Yeah there the smallest you can get, only 10-12mm, I just wanted to check and as I'm only getting 20 in a tub and I didn't wanna over crowd etc.


Thanks alot


----------



## SheffRik (Feb 16, 2012)

how fast do you reckon you'll go through them?

I always found locusts to grow up pretty sharpish, and as sweet as 20 or 30 little hoppers will be, you don't really want any more than 3 or 4 (to big to eat) monsters in there, a couple of months down the line. 

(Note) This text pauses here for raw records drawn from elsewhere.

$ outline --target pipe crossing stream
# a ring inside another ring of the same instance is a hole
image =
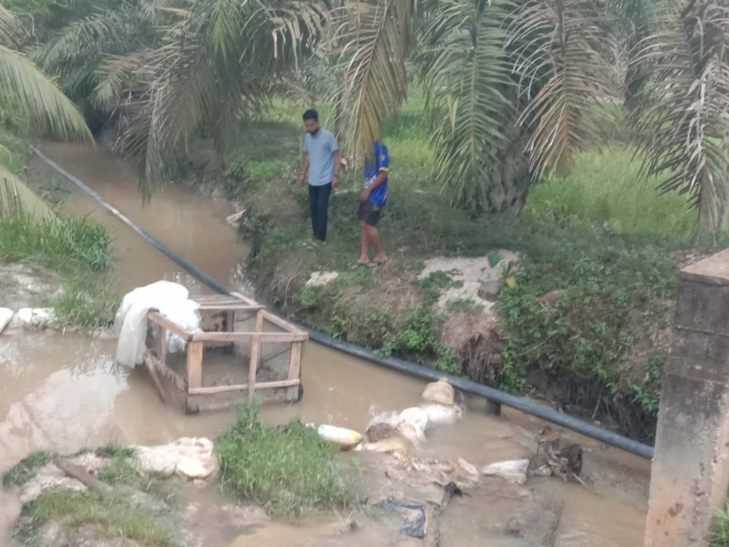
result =
[[[61,214],[88,215],[109,229],[120,292],[168,279],[187,286],[193,293],[228,292],[233,287],[251,294],[240,269],[248,249],[225,222],[233,212],[227,203],[168,186],[161,190],[159,199],[143,209],[133,171],[103,147],[44,144],[37,152],[42,160],[31,160],[28,178],[52,178],[50,166],[63,178],[85,187],[83,193],[74,193],[69,198]],[[100,206],[102,203],[108,207]],[[140,236],[152,245],[140,245]],[[303,400],[295,406],[265,406],[261,417],[268,423],[283,424],[299,417],[303,422],[362,431],[375,414],[419,404],[426,381],[443,376],[400,360],[381,360],[368,350],[320,333],[310,333],[302,366]],[[187,416],[165,406],[143,369],[114,366],[115,346],[114,340],[52,331],[0,337],[0,470],[36,449],[69,454],[110,441],[155,445],[183,436],[215,438],[233,422],[235,413],[230,411]],[[373,363],[383,366],[375,368]],[[553,478],[530,481],[530,490],[564,504],[555,547],[642,545],[650,446],[631,444],[634,441],[611,432],[593,430],[592,424],[485,386],[471,386],[463,383],[467,381],[463,379],[454,377],[451,381],[477,397],[469,399],[469,411],[456,424],[429,435],[418,456],[443,459],[460,457],[475,464],[513,458],[523,453],[522,439],[531,438],[545,427],[541,419],[523,411],[548,411],[547,420],[579,432],[571,438],[585,449],[583,474],[594,478],[590,489]],[[487,391],[478,392],[482,388]],[[502,416],[483,413],[483,396],[504,406]],[[593,438],[582,436],[583,432],[593,433]],[[625,441],[625,447],[639,455],[605,446]],[[342,457],[352,455],[361,458],[367,468],[365,452],[343,453]],[[518,505],[518,496],[507,495],[497,483],[486,481],[469,492],[470,497],[454,498],[439,519],[442,546],[526,545],[487,529],[488,519],[511,514]],[[15,517],[19,508],[17,499],[0,494],[0,545],[6,544],[4,525]],[[209,526],[214,527],[214,516],[210,518]],[[252,535],[211,540],[209,544],[308,545],[300,543],[302,538],[316,538],[320,527],[316,519],[296,527],[272,523]],[[211,530],[214,533],[217,532]],[[336,545],[383,544],[366,535],[357,539],[356,535],[342,536],[341,541],[344,543]]]

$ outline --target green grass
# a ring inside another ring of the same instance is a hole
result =
[[[47,302],[59,326],[96,327],[114,319],[118,295],[105,274],[112,265],[106,230],[83,219],[0,222],[0,262],[22,262],[57,274],[63,291]]]
[[[259,406],[257,397],[241,407],[235,424],[215,443],[222,491],[289,517],[348,502],[344,470],[335,459],[338,446],[299,422],[285,427],[260,423]]]
[[[31,452],[25,459],[3,473],[3,486],[22,486],[33,478],[34,470],[45,465],[50,459],[50,452],[45,450]]]
[[[123,538],[150,547],[183,544],[179,527],[168,516],[136,505],[122,491],[46,490],[23,506],[23,515],[33,519],[32,528],[23,532],[26,544],[34,544],[34,532],[49,522],[68,528],[93,525],[109,538]]]
[[[641,178],[639,161],[620,145],[579,156],[574,171],[530,191],[528,207],[604,224],[622,233],[688,241],[696,222],[685,196],[660,194],[659,180]]]

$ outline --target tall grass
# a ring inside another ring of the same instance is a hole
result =
[[[262,424],[260,405],[256,397],[241,407],[235,424],[216,442],[223,492],[284,516],[346,503],[351,496],[335,461],[338,446],[299,422],[283,428]]]
[[[112,265],[111,238],[103,226],[82,219],[0,222],[0,260],[24,262],[62,273],[99,272]]]
[[[659,193],[658,179],[642,178],[639,168],[639,160],[623,147],[581,154],[571,175],[534,186],[527,206],[574,215],[620,233],[687,241],[695,209],[678,193]]]

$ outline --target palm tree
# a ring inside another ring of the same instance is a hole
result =
[[[698,236],[729,222],[729,7],[714,0],[658,4],[635,62],[647,80],[632,112],[644,171],[690,195]]]
[[[17,106],[33,123],[57,136],[89,139],[90,133],[74,104],[37,66],[12,49],[19,23],[0,5],[0,96]],[[2,161],[9,150],[0,146],[0,217],[47,215],[43,202]]]

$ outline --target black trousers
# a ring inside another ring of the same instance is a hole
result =
[[[324,241],[327,239],[327,222],[329,220],[329,195],[332,193],[332,183],[324,186],[309,185],[309,205],[311,207],[311,230],[314,239]]]

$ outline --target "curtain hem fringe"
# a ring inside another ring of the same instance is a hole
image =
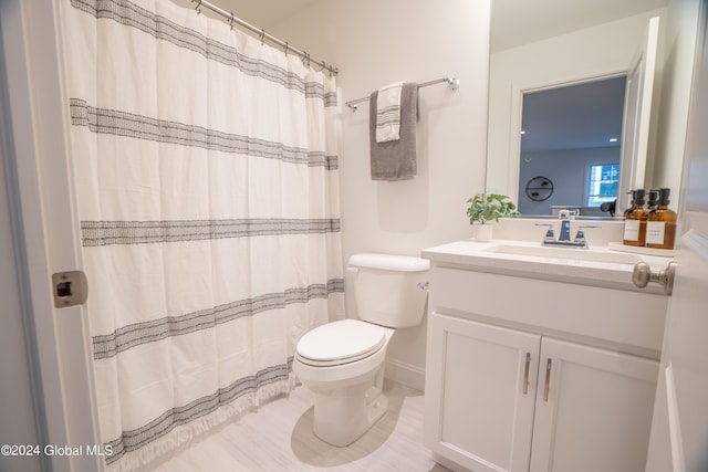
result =
[[[208,432],[222,423],[241,415],[256,411],[270,400],[290,394],[298,385],[296,377],[290,373],[288,380],[281,380],[259,390],[246,395],[229,405],[220,407],[216,411],[202,418],[179,426],[164,437],[146,444],[145,447],[126,452],[121,459],[106,465],[107,472],[128,472],[142,468],[159,459],[168,459],[167,454],[191,441],[205,439]]]

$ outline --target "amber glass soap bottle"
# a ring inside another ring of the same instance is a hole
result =
[[[624,244],[643,247],[646,241],[646,203],[644,189],[632,192],[632,208],[624,213]]]
[[[660,189],[658,206],[647,214],[646,247],[674,249],[676,240],[676,212],[668,208],[670,189]]]

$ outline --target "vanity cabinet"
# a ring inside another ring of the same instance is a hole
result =
[[[665,296],[434,264],[429,304],[436,460],[476,472],[644,470]]]

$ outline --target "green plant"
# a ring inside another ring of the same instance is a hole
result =
[[[469,208],[467,216],[470,224],[479,221],[485,224],[487,221],[499,221],[501,217],[516,217],[519,214],[517,206],[506,195],[477,193],[467,200]]]

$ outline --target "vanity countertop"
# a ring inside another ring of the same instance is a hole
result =
[[[650,283],[637,289],[632,283],[634,265],[646,262],[658,272],[673,259],[656,252],[624,252],[621,244],[575,249],[517,240],[456,241],[425,249],[421,256],[452,269],[656,294],[664,294],[664,287]]]

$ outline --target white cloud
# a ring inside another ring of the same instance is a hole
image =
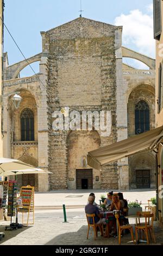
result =
[[[147,7],[147,10],[149,13],[152,13],[153,11],[153,3],[149,4]]]
[[[152,5],[147,7],[152,11]],[[123,26],[122,45],[152,58],[155,57],[152,14],[143,14],[139,9],[129,14],[122,14],[115,19],[116,26]]]

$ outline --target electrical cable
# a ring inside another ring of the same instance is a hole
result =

not really something you can let loose afterwards either, if you like your garden the way it is, all green and uneaten. though cats and birds will pick them up pretty fast, Locusts aren't really built for camouflage in British greenery. So in conclusion... go for it


----------



## simon31uk (Jan 6, 2012)

I was gonna buy one but I bought a cereal container from pound shop and old toilet roll holders and they hide in them

I will probably Invest in a cricket keeper as I just ordered from livefoods.co.uk for crickets and estimate u get is 100 to 120 for 3.99 including p+p

well worth a look and next day delivery too


----------



## leopardgecko27045 (Dec 28, 2011)

I made a new keeper for crickets as now I get standard crickets and about 250 a time, so the small keeper wasn't big enough, if they like them then they should go down fast. One of the girls eats anything as much as I feed he, so she will most likely take them, however my other girl seems to of stopped eating crickets so I wanna try her on something new.

Do locusts make any noise? Like black crickets chirp?


----------



## simon31uk (Jan 6, 2012)

my size 3 locusts don't make any noise at all not sure if the large 1 do my Leo and beardie wont eat large insects so I'm ok


----------



## Lex (Sep 11, 2008)

If you want to keep your locusts longer, keep the enclosure dry and warm, and feed them freshly cut grass as it has a relatively low moisture content.


----------



## Sunnyb (Feb 17, 2012)

No they don't make any noise


----------



## brickdagecko (May 12, 2011)

will locusts go up into the removable tubes?


----------